NachDenkSeiten
Der Krieg gegen die Ukraine ist zentrales Thema auf den NachDenkSeiten seit dem 24. Februar – wobei, das macht Herausgeber Albrecht Müller in einem Kommentar deutlich, die Formulierung „Putins Krieg“, wie sie in einem folgenden Artikel verwendet wird, als „undifferenziert“ zu gelten habe. Es gibt eine gewisse Uneinigkeit auf dem Portal, ob und wie scharf die Invasion zu verurteilen ist. Dennoch herrscht bei vielen Autoren Verständnis und zum Teil gar Rechtfertigung für das Vorgehen des russischen Präsidenten Wladimir Putin vor. Schon am Tag des Kriegsbeginns gibt Autor Jens Berger die Linie vor. Er spricht davon, dass die „Invasion der Ukraine durch russische Truppen“ – darauffolgend als „Militäraktion“ umschrieben – „auch für uns überraschend“ gekommen und „klar zu verurteilen“ sei. Aber andererseits: Letztendlich sei die Invasion in der Ukraine das „traurige Ergebnis einer fehlgeleiteten Eskalationspolitik des Westens“. Anstatt eine dauerhafte Friedensordnung zu entwerfen, habe man Russland eingekesselt und gedemütigt.
Ebenfalls am 24. Februar nennt Oskar Lafontaine, ehemaliger Vorsitzender von SPD und Die Linke, den „Angriffskrieg“ in einem Gastbeitrag einen „brutalen Bruch des Völkerrechts“, der auch durch die „völkerrechtswidrigen Kriege der USA und ihrer Verbündeten“ nicht zu rechtfertigen sei. Lafontaine warnt vor Sanktionen, welche lediglich die „Doppelmoral und Heuchelei“ der westlichen „Lügengemeinschaft“ offenbaren würden. Herausgeber Müller sieht Russland „in die Enge getrieben“. Er skizziert eine Allianz zwischen „transatlantischen Dumpfbacken“ wie Kanzler Olaf Scholz, Außenministerin Annalena Baerbock und CDU-Chef Friedrich Merz, die gemeinsam mit den „weitgehend mit ihnen korrespondierenden Medien“ den Zusammenhang zwischen der Entscheidung Moskaus und dem „Vorlauf transatlantischer und auch militärischer ‚Tätigkeit‘ in der Ukraine“ nicht wahrnehmen wollten.

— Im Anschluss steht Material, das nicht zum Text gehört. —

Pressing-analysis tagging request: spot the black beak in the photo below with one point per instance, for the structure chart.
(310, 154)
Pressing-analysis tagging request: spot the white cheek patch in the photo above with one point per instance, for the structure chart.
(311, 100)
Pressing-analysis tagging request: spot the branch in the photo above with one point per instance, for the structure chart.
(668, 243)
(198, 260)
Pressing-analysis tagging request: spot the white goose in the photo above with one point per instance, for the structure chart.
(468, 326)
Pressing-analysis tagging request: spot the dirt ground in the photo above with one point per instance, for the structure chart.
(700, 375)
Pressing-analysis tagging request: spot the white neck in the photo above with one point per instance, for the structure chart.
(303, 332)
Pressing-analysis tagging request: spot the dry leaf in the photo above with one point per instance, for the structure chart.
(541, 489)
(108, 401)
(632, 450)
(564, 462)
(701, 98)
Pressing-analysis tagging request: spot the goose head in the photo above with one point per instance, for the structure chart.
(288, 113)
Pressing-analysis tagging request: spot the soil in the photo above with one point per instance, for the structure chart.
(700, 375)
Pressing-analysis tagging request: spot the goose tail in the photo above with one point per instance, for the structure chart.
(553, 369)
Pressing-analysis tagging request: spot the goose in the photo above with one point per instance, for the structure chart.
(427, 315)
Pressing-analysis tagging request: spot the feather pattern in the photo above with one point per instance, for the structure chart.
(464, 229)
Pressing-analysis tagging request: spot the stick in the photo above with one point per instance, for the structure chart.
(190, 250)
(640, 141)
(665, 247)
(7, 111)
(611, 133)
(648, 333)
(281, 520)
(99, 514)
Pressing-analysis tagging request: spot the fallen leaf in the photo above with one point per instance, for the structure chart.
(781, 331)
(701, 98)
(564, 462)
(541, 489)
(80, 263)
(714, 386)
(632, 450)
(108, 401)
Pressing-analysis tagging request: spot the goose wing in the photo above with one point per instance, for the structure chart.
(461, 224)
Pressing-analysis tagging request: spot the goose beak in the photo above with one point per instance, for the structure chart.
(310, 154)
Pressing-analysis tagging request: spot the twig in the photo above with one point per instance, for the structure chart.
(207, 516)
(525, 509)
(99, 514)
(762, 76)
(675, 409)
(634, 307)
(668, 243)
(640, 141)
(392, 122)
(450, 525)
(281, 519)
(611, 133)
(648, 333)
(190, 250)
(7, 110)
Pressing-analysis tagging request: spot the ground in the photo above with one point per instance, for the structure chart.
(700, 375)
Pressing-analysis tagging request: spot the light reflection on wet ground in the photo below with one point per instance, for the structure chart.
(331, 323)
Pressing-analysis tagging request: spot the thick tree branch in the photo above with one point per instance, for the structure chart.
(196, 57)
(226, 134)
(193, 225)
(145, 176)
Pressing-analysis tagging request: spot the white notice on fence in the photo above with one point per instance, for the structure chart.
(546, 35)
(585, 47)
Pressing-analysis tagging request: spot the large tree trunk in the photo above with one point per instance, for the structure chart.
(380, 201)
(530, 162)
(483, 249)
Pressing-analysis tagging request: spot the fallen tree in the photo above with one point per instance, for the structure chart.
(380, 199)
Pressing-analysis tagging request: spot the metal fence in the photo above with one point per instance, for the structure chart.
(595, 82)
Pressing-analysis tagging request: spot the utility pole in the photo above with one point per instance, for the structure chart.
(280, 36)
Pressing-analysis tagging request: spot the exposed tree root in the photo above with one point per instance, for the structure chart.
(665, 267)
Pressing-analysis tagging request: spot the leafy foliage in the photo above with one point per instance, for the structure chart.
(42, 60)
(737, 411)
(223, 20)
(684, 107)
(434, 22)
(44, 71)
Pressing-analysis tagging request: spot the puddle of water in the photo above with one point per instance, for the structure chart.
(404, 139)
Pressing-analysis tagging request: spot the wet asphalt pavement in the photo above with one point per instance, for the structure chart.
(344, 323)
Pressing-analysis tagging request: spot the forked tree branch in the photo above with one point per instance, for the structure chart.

In unterschiedliche Richtungen weisend und mit jeweils vorsichtiger Distanzierung der Redaktion ragen zwei Texte heraus: Der schottische Aktivist Craig Murray äußerst zwar „großes Verständnis für die russischen Sicherheitsbedenken“, warnt andererseits vor einem Regimewechsel in Kyjiv und der Installierung eines Putin-freundlichen „Marionettenregimes“, das aus seiner Sicht nur durch Autoritarismus und extreme Repression aufrechterhalten werden könne. Tobias Riegel, regelmäßiger Autor der NachDenkSeiten, dagegen liegt voll auf der propagandistischen Linie des Kremls – und möchte den russischen Kriegseinsatz „teilweise als Notwehr einordnen“. m.m.